健康保険に加入している上で、以下の条件を満たす必要があります。
- 業務外の事由による病気やケガの療養のための休業であること
- 仕事に就くことができないこと
- 連続する3日間を含み4日以上仕事に就けなかったこと
一つずつ解説します。
- 業務外の事由による病気やケガの療養のための休業であること
傷病手当金を受けるためには、仕事と関係ない病気やケガである必要があります。
仕事に関係した病気やけがは、労災(労働災害)にあたるので、健康保険機関ではなく、労働基準監督署の管轄になります。
- 仕事に就くことができないこと
患者が仕事に就くことが出来るかどうかは、お医者さんが決めます。
普通のけがだとわかりませんが、インフルエンザなら、この条件はクリアできると思います。
- 連続する3日間を含み4日以上仕事に就けなかったこと
これがもっとも大事な条件です。
傷病手当金を受け取るには、連続する3日間を含み4日以上仕事に就けないことが条件になります。
ですので、インフルエンザの場合、インフルエンザを発症して会社を3日間休んだら、4日目以降から傷病手当金が出るということになります。
この3日間を待機といい、残念ながら待期期間は傷病手当金が出ませんが、土日や祝日も待期期間に含めることが出来ます。
そして、その待期期間の3日間を有給とするという合わせ技も可能です。
傷病手当金の申請方法は?
傷病手当金を申請するにはどうしたらよいのでしょうか?
傷病手当金申請の流れを説明します。
- 傷病手当金支給申請書を用意する
最初に傷病手当金支給申請書を用意する必要があります。
傷病手当金支給申請書はネットでダウンロードすることが出来ます。
- お医者さんに意見書を記入してもらう
傷病手当金支給申請書の中に意見書という部分があるので、お医者さんに記入してもらいましょう。
意見書はお医者さんが、「この人は働けませんよ」という証明をするためのものです。
- 会社に事業主記入欄を記入してもらう
傷病手当金支給申請書の中に事業記入欄という部分があるので、会社に提出して、記入してもらいましょう。
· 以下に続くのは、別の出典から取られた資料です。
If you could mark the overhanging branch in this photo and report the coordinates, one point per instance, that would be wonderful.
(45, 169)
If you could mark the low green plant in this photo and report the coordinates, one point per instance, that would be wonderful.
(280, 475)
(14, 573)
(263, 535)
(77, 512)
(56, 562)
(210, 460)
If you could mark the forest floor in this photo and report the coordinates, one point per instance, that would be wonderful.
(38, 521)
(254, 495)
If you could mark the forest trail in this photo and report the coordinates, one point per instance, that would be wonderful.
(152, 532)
事業主記入欄は、会社を休んでいる間に給与が支払われていない証明をするためのものです。
- 傷病手当金支給申請書を提出する
意見書と事業主証明がそろったら、傷病手当金支給申請書と一緒に提出します。
傷病手当金支給申請書は一般的に会社を通して、保健機関に提出しますが、場合によっては保健機関に直接提出することも可能です。
ちなみに、傷病手当金は2年前までさかのぼって申請することが可能ですので、過去のことでも勇気を出して申請してみましょう!
おわりに
インフルエンザは厄介な病気ですが、会社の制度をうまく使えば、金銭的な負担を最小限に抑えることが出来ます。
いくら身体が丈夫な人でも、かかるときはかかるので、いざというときのために知っておくことは重要です。
しかし、何といっても、日ごろから手洗いうがいなどの予防策をとることが、一番大事ですね。